Friday, August 12, 2011

Need some good advice and a good judge on my situation?

So, I attend this school called LASA, which is the Liberal Arts and Science Academy. But, there are 2 schools in one, LBJ and LASA. LBJ is Lyndon B Johnson High School and it was originally just that, then they decided to open an advanced magnet program there too, so it became 2 schools in one. LBJ downstairs. LASA upstairs. LBJ is extremely ghetto and has gang affiliations and there are fights almost everyday, and LASA is filled with the top students in all of Texas and we are innovative and our whole life is school school school. So now that you know that, the sports and fine arts are combined.
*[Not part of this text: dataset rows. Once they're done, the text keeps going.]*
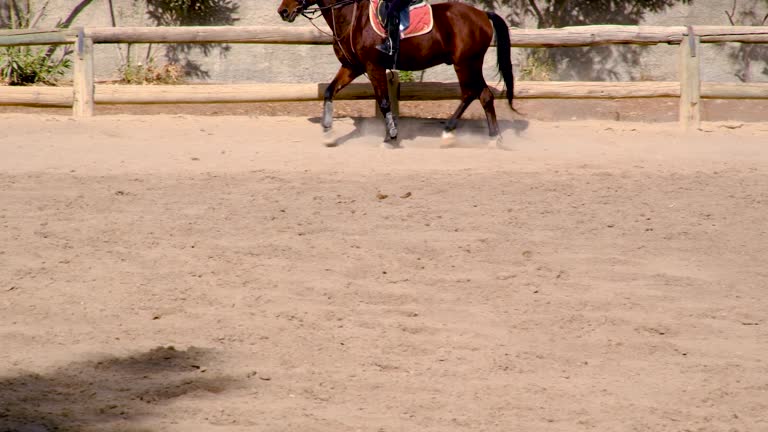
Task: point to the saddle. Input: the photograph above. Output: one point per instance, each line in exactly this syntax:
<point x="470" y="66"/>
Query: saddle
<point x="415" y="20"/>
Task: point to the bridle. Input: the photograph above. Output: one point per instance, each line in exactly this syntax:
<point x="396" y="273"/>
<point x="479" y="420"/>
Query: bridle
<point x="311" y="13"/>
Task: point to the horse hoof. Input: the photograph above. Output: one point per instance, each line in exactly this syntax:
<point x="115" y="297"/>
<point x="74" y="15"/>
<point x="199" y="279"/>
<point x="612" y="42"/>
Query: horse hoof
<point x="449" y="140"/>
<point x="497" y="144"/>
<point x="329" y="138"/>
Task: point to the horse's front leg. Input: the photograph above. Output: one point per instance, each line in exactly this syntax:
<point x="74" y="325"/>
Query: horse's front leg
<point x="378" y="79"/>
<point x="344" y="76"/>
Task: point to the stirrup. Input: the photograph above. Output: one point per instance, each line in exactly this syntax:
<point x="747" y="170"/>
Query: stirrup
<point x="385" y="47"/>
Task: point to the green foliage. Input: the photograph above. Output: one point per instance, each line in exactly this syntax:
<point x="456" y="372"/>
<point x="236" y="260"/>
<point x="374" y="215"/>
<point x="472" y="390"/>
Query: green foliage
<point x="562" y="13"/>
<point x="192" y="13"/>
<point x="150" y="73"/>
<point x="539" y="67"/>
<point x="26" y="66"/>
<point x="590" y="63"/>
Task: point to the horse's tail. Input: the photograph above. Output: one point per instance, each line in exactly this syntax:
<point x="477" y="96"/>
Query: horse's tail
<point x="504" y="55"/>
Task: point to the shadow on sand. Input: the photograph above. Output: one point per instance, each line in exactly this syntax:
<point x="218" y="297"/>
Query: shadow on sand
<point x="97" y="394"/>
<point x="412" y="128"/>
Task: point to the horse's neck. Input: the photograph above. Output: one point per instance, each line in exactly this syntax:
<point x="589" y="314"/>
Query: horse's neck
<point x="340" y="19"/>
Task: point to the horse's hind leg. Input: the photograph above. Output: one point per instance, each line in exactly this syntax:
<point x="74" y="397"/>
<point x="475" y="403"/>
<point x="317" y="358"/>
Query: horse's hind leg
<point x="486" y="99"/>
<point x="344" y="76"/>
<point x="471" y="88"/>
<point x="378" y="79"/>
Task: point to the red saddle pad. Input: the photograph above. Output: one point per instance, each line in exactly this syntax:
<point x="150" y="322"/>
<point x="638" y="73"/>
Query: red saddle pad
<point x="421" y="20"/>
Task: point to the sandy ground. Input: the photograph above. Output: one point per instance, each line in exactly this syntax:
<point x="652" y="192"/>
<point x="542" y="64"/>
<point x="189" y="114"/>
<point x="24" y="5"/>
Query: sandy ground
<point x="194" y="273"/>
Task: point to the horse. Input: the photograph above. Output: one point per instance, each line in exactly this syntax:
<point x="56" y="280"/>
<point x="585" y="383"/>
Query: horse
<point x="461" y="36"/>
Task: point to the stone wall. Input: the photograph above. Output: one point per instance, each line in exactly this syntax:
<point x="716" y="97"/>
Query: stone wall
<point x="270" y="63"/>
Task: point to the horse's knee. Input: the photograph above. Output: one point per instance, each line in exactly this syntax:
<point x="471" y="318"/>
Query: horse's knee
<point x="486" y="97"/>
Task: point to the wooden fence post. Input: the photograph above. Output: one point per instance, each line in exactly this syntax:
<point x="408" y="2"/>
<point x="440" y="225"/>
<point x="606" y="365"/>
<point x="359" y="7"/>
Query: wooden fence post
<point x="83" y="76"/>
<point x="690" y="81"/>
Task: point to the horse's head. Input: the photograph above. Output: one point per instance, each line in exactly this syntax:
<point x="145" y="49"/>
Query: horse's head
<point x="290" y="9"/>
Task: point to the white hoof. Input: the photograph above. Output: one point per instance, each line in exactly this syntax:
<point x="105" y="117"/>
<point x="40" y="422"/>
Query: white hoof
<point x="329" y="138"/>
<point x="449" y="139"/>
<point x="497" y="144"/>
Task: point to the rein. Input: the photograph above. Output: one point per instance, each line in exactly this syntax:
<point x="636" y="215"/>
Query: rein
<point x="313" y="12"/>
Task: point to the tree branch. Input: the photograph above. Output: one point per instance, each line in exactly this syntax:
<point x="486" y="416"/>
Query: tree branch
<point x="537" y="11"/>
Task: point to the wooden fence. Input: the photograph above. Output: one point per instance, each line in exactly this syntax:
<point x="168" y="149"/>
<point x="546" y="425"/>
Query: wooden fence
<point x="85" y="94"/>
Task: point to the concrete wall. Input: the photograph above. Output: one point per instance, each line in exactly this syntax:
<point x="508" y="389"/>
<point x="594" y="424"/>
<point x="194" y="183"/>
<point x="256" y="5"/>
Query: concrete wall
<point x="264" y="63"/>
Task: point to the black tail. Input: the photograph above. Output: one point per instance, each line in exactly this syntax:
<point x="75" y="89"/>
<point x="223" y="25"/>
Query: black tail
<point x="504" y="54"/>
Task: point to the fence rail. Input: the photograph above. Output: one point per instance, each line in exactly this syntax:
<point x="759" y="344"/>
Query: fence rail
<point x="84" y="94"/>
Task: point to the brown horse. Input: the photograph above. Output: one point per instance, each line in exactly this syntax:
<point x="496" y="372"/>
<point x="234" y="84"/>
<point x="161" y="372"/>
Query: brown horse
<point x="460" y="37"/>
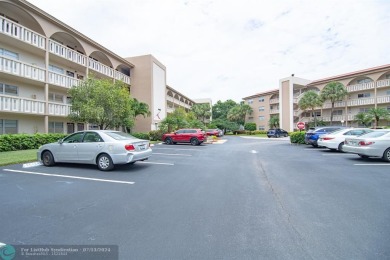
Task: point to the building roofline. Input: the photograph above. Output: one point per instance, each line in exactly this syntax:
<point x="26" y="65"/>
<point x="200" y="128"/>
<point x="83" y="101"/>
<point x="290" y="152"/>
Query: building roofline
<point x="67" y="27"/>
<point x="274" y="91"/>
<point x="350" y="74"/>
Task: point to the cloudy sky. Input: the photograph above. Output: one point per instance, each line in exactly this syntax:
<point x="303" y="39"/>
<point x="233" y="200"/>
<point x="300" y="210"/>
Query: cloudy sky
<point x="224" y="49"/>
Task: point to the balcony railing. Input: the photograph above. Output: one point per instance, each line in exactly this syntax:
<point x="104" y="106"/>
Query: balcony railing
<point x="67" y="53"/>
<point x="21" y="105"/>
<point x="99" y="67"/>
<point x="122" y="77"/>
<point x="22" y="33"/>
<point x="360" y="87"/>
<point x="56" y="109"/>
<point x="62" y="80"/>
<point x="21" y="69"/>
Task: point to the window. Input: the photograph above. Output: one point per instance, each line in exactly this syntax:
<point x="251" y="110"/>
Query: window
<point x="9" y="54"/>
<point x="337" y="112"/>
<point x="364" y="95"/>
<point x="56" y="127"/>
<point x="9" y="89"/>
<point x="8" y="126"/>
<point x="56" y="97"/>
<point x="362" y="81"/>
<point x="56" y="69"/>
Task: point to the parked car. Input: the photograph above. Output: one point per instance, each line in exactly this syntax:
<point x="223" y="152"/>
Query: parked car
<point x="192" y="136"/>
<point x="374" y="144"/>
<point x="104" y="148"/>
<point x="312" y="135"/>
<point x="277" y="132"/>
<point x="214" y="132"/>
<point x="336" y="139"/>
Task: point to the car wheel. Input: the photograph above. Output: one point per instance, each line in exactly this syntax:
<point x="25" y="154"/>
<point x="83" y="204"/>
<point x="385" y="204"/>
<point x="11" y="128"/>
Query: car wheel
<point x="386" y="155"/>
<point x="48" y="159"/>
<point x="194" y="141"/>
<point x="340" y="148"/>
<point x="104" y="162"/>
So, LBJ and LASA kids play on the same team and its called LBJ. I'm a cheerleader, I've been one since I was 3, competitively and I basically have lived my life doing competitive cheerleading. So, end of freshman year, I try out for the LBJ team, and make it on varsity. Awesome. And then I soon feel very alone and like an outsider on the squad because they are SO GHETTO, and I just cant shake my like that, nor hump the floor like that. I have been a competitive cheerleader ALL MY LIFE, and a good one too! My Elite squad always wins first! So, we were preparing for the halftime basketball dance, and the co-captain, Jourdan, choreographed the most ghetto routine I have ever seen in my life. And since I was also half at Track practice and half at Cheer, I didnt make the dance, because you have to tryout for them. I was devastated because 1) it wasnt CHEERLEADING, it was shake my on the floor stuff! and it was nasty! and 2) i SWEAR it was pre-determined, and I got so angry, i texted a girl on the squad saying how ghetto I thought everything was, and mind you, they didnt know how i felt about the squad fully because I am always polite and courteous at practice. And then that backstabber showed Jourdan the texts and she got the whole squad to be against me and hate me, and I dont even know if I can show my face on Tuesday at the next practice. Was I wrong?? What should I do?? These girls are all crazy! I dont even know what I did wrong, I was just saying how I felt, am I not allowed to do that? Why do they always have to attack me like that?